Still, rivalry games often inspire spirited performances from an underdog side with nothing to lose. Could that really be enough to cost Army the sport’s first three-peat since Minnesota a decade earlier?
The answer, of course, was yes. And there hasn’t been an official1 three-peat champion since.
If ever there was a case for a split national championship, this was it. In its own, small way, this decision may have been the proto argument for those in favor of a playoff of some sort.
Meanwhile, with the exception of the 1958 season, the ‘46 Cadets represented the last hurrah of West Point as a national football powerhouse.
Notre Dame, meanwhile, was solidifying itself as the powerhouse of a new era.
The Fighting Irish were well-established as a national brand long before the post-War years. Grantland Rice’s iconic Four Horsemen article ran in the New York Herald-Tribune and via syndication 22 years before the 1946 season.
But in the economic boom following World War II and a rapidly evolving media landscape, Notre Dame football positioned itself to ascend to unprecedented heights.
The Irish’s unprecedented contract with NBC came 45 years later, but it’s fair to argue the seasons immediately following the War sent Notre Dame on that path. The powerhouse teams under Frank Leahy and Ara Parseghian created generations of Fighting Irish fans, building a mystique that made Notre Dame football marketable in ways no other program has approached, even amid the 21st century TV-revenue bonanza.
After playing every season predating even the first World War, the series beginning in and going uninterrupted from 1913 on, the Black Knights and Irish took the next decade off.
Despite their even make-up in 1946, a roundtable of reporters questioned by the South Bend Tribune in December of that year predicted that the Army and Notre Dame programs’ drift would be a chasm in no time.
The above article touches on a variety of issues contributing to the rivalry’s fraction, but the last line — “That mob has made the game and its attendant trapping disgusting” — alludes to a matter of present-day relevance: Gambling.
The two sides playing in New York is an overture to Notre Dame’s Subway Alumni; the diehard Fighting Irish fans from the city who never attended the South Bend school. New York in this era became a hotbed, or maybe cesspool is the better term, for illegal sports gambling. It’s worth noting that this was the same period in which rampant bookmaking on the courses at Madison Square Garden led to the biggest scandal in college basketball history as well as the NCAA Tournament avoiding The World’s Most Famous Arena for six decades.

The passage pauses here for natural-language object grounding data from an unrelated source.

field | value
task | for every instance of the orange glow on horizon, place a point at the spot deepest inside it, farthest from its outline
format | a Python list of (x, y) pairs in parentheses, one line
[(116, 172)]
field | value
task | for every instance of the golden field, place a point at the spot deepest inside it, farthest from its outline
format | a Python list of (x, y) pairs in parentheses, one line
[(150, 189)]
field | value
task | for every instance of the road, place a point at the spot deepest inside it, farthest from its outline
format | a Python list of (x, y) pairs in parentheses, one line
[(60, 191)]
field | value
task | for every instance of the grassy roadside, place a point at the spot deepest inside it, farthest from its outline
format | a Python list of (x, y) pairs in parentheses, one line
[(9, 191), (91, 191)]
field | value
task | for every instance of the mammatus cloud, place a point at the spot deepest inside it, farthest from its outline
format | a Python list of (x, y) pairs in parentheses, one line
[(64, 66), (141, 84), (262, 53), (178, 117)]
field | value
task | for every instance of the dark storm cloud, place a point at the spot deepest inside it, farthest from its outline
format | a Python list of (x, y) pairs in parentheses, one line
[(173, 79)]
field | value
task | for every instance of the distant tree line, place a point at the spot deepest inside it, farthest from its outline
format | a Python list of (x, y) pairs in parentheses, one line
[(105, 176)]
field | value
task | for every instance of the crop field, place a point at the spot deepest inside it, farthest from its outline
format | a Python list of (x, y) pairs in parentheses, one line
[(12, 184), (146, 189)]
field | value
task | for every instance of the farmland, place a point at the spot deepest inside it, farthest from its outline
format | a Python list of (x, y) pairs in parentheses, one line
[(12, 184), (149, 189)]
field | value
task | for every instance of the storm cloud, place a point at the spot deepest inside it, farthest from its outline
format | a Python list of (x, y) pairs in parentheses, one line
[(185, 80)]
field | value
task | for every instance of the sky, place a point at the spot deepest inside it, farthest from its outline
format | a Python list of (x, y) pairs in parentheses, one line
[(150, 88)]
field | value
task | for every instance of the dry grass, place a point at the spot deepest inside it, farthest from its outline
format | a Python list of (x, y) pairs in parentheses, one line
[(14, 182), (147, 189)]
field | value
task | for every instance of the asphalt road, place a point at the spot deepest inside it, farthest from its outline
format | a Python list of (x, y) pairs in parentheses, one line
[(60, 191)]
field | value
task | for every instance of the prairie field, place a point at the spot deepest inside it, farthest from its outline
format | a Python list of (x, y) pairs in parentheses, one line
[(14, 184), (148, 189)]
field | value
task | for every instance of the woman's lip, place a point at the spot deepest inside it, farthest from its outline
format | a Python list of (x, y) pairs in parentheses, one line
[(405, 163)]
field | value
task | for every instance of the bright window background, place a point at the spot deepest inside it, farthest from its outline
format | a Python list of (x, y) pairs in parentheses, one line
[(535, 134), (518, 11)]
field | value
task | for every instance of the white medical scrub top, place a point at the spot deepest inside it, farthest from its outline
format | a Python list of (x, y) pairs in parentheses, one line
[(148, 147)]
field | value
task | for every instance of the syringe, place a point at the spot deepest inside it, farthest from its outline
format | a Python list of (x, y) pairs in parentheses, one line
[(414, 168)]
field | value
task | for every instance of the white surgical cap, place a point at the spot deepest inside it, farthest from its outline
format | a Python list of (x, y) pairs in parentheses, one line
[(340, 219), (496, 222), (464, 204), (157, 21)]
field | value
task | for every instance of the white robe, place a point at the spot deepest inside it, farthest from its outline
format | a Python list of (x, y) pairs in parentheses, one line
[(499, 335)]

One report from the 1946 Notre Dame-Army game estimates a half-million dollars changed hands among bettors that day, no small sum in the context of the time.
A college football landscape in which point spreads are included on TV graphics, broadcasters openly reference betting implications and a university athletic department partnered with a sportsbook stands in a dizzyingly stark contrast.
Indeed, the two worlds of the post-War Army-Notre Dame rivalry and today’s renewal of the series are unrecognizable. But some of those quoted sportswriters in 1946 saw elements of it coming.
The programs played one more time in the ‘40s, and predictions of Notre Dame turning the tables on post-War Army proved prophetic in 1947 when the Fighting Irish won a 27-7 rout in South Bend.
That kicked off a run that continued in 1957 and extends into 2024: 17 Notre Dame in 18 tries. Notre Dame did indeed become the powerhouse while Army, perhaps not so much an “Ivy League” program as the AP’s Hugh Fullerton projected, became one of the closest things to the Ivies among major college football.
Perhaps the most surprising part some 80 years later is how much closer the Army and Notre Dame programs of today might be within the broader context of the sport.
Assorted publications and polls ranked Army No. 1, giving the program claim to a championship. The AP title was the official championship of the time, however.